I need some help with this exercise:
Given $A>0$, let $L_{A}^2(\mathbb{R})$ the subspace of $L^2(\mathbb{R})$ of the functions $f$ that satisfy $\hat{f}=\chi_{[\frac{-A}{2},\frac{A}{2}]}\hat{f}$. Prove that the set: $\left\{\sqrt{A}\frac{\sin(\pi(At-k))}{\pi(At-k)}/ k\in{\mathbb{Z}}\right\}$ is an orthonormal basis of $L^2_A(\mathbb{R})$.
This is an exercise of a Fourier series course, and I really don't know how to lead with it... Thanks a lot for any help.

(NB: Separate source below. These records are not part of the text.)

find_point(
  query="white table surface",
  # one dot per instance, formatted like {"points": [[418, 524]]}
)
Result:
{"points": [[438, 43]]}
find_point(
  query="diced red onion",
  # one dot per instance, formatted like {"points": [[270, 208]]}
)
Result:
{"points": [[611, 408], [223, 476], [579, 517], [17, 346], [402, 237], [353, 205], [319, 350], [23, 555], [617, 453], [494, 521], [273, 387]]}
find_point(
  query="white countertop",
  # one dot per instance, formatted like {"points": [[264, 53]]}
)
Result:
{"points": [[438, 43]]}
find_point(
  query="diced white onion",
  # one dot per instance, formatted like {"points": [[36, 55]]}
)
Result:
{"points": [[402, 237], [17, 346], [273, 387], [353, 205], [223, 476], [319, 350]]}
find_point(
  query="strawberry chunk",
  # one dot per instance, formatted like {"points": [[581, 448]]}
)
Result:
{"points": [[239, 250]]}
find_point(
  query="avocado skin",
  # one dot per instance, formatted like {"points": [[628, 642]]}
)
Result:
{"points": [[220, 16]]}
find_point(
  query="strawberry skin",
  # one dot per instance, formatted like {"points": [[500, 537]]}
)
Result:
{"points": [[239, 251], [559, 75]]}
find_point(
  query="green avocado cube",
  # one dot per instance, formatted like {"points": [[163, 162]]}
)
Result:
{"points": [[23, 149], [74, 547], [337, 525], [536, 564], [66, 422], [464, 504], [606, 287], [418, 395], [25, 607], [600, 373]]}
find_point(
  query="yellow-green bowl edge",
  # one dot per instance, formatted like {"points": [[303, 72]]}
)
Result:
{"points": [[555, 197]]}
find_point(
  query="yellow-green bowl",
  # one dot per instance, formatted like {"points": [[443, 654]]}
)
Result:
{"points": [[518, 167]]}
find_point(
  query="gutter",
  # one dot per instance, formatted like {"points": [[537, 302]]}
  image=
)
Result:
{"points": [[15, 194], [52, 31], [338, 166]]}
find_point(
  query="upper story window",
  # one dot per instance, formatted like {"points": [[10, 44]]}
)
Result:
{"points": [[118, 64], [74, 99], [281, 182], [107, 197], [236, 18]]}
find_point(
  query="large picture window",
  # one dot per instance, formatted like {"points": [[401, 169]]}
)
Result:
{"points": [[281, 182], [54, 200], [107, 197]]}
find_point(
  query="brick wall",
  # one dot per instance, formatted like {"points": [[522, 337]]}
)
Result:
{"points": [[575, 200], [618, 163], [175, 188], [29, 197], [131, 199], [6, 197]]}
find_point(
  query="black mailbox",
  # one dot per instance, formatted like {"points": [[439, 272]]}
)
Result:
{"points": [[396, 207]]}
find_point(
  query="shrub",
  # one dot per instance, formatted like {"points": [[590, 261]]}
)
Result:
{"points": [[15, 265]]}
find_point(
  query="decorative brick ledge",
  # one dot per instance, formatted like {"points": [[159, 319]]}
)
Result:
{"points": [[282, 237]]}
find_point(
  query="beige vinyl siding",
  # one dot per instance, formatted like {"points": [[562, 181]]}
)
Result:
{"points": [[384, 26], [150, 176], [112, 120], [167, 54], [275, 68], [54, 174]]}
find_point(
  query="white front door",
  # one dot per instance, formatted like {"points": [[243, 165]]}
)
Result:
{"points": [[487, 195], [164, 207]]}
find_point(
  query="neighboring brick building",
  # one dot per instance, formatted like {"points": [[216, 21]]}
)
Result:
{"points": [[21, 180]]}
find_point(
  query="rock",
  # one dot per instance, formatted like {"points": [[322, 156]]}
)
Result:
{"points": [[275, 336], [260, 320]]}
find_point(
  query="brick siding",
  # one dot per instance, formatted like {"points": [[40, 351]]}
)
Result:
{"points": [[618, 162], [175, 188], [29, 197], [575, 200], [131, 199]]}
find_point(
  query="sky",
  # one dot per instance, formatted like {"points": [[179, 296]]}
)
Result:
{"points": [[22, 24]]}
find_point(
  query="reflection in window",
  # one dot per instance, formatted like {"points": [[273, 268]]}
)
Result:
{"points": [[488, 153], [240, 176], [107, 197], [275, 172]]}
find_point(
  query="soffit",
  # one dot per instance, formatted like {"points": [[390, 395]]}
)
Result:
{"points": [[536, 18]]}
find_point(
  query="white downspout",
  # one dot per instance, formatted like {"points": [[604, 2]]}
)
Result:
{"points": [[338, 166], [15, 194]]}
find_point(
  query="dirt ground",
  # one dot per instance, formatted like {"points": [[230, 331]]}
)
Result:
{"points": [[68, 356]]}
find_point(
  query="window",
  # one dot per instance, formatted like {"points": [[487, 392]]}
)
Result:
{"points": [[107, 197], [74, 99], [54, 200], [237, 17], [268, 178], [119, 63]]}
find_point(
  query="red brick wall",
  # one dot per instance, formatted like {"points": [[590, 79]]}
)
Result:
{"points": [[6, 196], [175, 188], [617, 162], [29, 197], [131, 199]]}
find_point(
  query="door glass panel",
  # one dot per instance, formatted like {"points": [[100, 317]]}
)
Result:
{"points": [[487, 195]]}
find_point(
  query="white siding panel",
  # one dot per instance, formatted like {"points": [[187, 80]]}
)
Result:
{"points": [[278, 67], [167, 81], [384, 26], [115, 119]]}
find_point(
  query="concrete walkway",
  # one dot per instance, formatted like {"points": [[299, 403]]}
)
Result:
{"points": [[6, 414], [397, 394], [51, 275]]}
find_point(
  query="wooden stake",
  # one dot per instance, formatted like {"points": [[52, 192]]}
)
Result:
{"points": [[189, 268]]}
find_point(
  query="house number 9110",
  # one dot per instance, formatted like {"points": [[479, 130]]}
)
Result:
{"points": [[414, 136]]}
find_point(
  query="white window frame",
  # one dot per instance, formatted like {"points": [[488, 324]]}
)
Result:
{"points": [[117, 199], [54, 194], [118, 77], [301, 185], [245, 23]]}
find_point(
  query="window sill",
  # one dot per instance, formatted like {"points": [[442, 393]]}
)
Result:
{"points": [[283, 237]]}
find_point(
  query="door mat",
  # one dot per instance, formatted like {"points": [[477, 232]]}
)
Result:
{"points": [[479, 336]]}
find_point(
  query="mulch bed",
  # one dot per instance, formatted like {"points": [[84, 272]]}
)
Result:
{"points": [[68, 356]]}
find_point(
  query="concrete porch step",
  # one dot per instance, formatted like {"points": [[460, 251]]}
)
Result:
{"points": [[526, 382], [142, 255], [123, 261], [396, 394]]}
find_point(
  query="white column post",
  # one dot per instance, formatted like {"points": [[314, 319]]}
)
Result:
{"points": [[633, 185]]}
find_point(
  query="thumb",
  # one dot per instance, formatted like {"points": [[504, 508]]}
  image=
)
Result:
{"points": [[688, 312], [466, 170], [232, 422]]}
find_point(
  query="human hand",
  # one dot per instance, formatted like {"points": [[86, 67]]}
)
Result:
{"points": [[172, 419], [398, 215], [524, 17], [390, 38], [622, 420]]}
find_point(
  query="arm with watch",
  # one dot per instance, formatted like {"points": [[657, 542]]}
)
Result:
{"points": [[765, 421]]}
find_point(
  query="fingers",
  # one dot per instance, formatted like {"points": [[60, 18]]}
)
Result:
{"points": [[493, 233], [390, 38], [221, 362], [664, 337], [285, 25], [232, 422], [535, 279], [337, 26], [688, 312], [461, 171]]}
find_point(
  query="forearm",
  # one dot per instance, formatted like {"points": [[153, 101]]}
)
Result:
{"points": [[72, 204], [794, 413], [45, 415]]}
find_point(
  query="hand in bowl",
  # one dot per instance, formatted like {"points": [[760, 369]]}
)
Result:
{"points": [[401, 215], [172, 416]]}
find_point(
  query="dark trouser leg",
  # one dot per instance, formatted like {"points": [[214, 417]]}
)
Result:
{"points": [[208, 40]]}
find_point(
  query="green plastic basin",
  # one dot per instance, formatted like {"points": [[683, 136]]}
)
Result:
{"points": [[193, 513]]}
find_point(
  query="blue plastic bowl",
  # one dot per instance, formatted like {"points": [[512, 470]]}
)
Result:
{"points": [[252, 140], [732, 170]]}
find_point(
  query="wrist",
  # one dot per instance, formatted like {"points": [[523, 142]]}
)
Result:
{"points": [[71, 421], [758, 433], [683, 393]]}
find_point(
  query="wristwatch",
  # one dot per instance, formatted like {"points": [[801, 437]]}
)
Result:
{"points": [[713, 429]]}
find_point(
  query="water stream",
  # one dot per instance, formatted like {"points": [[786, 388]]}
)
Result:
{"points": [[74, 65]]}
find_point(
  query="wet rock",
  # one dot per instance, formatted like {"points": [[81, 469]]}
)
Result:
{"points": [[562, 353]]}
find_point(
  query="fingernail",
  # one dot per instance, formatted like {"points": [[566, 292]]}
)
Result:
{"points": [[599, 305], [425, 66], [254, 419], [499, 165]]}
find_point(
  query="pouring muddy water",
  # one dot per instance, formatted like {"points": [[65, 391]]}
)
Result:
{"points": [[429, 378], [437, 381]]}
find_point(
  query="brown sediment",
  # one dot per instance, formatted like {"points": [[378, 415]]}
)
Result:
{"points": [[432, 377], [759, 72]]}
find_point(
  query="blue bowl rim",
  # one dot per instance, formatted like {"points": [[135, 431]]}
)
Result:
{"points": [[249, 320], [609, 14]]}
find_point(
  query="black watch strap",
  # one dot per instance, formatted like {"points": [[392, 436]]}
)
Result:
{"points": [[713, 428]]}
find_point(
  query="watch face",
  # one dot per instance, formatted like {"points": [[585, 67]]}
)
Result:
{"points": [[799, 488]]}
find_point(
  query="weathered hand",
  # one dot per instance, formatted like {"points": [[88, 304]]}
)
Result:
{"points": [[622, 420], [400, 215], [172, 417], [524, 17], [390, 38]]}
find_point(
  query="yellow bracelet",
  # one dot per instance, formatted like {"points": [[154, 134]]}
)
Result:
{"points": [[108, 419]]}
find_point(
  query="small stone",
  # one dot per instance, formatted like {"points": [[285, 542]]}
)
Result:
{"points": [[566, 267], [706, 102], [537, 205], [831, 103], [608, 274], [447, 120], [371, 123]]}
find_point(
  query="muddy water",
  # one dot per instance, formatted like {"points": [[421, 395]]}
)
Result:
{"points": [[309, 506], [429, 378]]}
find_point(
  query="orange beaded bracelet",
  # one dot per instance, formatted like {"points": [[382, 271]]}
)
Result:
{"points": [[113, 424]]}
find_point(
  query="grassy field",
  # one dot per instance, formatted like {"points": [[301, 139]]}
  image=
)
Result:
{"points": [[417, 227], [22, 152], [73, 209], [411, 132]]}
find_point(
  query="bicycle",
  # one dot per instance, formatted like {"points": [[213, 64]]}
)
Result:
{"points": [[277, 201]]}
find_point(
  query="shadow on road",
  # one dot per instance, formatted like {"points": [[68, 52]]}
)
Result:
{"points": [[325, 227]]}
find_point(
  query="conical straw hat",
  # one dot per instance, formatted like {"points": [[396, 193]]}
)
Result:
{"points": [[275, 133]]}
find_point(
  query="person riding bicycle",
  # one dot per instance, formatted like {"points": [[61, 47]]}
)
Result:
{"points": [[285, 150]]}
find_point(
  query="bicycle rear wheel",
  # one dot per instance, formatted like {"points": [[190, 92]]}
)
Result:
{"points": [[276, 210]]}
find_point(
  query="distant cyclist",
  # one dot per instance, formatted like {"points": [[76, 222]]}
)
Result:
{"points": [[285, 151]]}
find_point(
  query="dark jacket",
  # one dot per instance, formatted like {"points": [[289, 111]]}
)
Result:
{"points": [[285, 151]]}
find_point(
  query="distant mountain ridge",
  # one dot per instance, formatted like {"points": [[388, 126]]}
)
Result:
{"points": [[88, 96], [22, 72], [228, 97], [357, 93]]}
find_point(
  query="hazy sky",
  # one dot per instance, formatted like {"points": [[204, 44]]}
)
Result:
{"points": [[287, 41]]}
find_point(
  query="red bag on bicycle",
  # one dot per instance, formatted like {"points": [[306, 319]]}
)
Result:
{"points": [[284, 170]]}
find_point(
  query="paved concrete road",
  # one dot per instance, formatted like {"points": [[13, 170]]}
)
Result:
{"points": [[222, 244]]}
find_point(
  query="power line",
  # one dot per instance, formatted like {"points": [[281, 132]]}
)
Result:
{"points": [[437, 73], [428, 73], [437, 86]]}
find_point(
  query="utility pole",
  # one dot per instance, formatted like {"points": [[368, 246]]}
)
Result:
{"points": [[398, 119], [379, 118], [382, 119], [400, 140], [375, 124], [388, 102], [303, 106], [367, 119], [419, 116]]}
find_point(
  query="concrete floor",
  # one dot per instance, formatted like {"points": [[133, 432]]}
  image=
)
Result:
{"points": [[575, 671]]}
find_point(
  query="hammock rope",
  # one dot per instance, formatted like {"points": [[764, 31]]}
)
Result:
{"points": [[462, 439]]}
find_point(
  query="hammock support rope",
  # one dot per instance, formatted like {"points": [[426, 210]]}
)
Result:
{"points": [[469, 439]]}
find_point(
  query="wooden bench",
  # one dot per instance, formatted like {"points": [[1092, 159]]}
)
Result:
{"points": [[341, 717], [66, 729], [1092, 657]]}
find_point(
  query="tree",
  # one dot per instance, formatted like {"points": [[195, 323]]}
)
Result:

Expanding $\sin(2\pi x)$ yields $$ \int_{-\infty}^\infty\frac{\sin(2\pi x)}{\pi x}e^{-2\pi ix\xi}\,\mathrm{d}x =\int_{-\infty}^\infty\frac{e^{2\pi ix(1-\xi)}-e^{-2\pi ix(1+\xi)}}{2\pi ix}\,\mathrm{d}x\tag{1} $$ Using the contour, $\gamma$, from $-\infty-i\epsilon$ to $+\infty-i\epsilon$, then circling back counterclockwise through the upper half-plane for positive $\alpha$, or clockwise through the lower half-plane for negative $\alpha$, we get $$ \int_\gamma\frac{e^{2\pi ix\alpha}}{2\pi ix}\,\mathrm{d}x =\left\{\begin{array}{cl} 1&\text{if }\alpha\ge0\\ 0&\text{if }\alpha\lt0 \end{array}\right.\tag{2} $$ Thus, using $(1)$ and $(2)$, we have $$ \int_{-\infty}^\infty\frac{\sin(2\pi x)}{\pi x}e^{-2\pi ix\xi}\,\mathrm{d}x =\left\{\begin{array}{cl} 1&\text{if }-1\le\xi\le1\\ 0&\text{otherwise} \end{array}\right.\tag{3} $$ Usual scaling of the Fourier Transform yields $$ \sqrt{A}\int_{-\infty}^\infty\frac{\sin(\pi Ax)}{\pi Ax}e^{-2\pi ix\xi}\,\mathrm{d}x =\left\{\begin{array}{cl} \frac1{\sqrt{A}}&\text{if }-\frac A2\le\xi\le\frac A2\\ 0&\text{otherwise} \end{array}\right.\tag{4} $$ Usual translation of the Fourier Transform yields $$ \sqrt{A}\int_{-\infty}^\infty\frac{\sin(\pi(Ax-k))}{\pi(Ax-k)}e^{-2\pi ix\xi}\,\mathrm{d}x =\left\{\begin{array}{cl} \frac1{\sqrt{A}}e^{-2\pi i\xi k/A}&\text{if }-\frac A2\le\xi\le\frac A2\\ 0&\text{otherwise} \end{array}\right.\tag{5} $$ By the standard $L^2$ duality of the Fourier Transform, since the functions on the right hand side of $(5)$ are orthonormal basis elements of $L^2\left[-\frac A2,\frac A2\right]$, so are $\sqrt{A}\frac{\sin(\pi(Ax-k))}{\pi(Ax-k)}$ an orthonormal basis of $L_A^2(\mathbb{R})$.